Oltre alla palese violazione delle norme su orari e ferie, la vittima non veniva pagata: al lavoro per 18 ore al giorno senza stipendio
CHIETI. C’è un occhio elettronico che la fissa. È una presenza costante, inesorabile. La riprende sempre, anche quando crede di essere sola, nell’unico luogo che dovrebbe essere il suo rifugio, il suo spazio minimo di intimità. La riprende mentre cerca riposo, mentre si cambia, mentre consuma un pasto frugale, mentre combatte la stanchezza di una giornata infinita.
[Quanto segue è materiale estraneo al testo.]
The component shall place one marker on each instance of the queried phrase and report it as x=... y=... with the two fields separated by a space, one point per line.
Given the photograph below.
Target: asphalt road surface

La telecamera è installata in un piccolo locale cucina, lo stesso dove, al posto di un letto, c’è il divano su cui è costretta a dormire ogni notte. È una sorveglianza totale, ventiquattro ore su ventiquattro, che non finisce con il turno di lavoro, perché la sua vita, secondo l’accusa, non le appartiene più. Non è la scena di un reality show distopico, né la trama di un romanzo sulla paranoia tecnologica. È il cuore di un’inchiesta della procura distrettuale dell'Aquila che ha portato alla contestazione, per una donna di 43 anni, del reato più infamante e arcaico, un reato che si pensava relegato ai libri di storia: la riduzione e il mantenimento in schiavitù.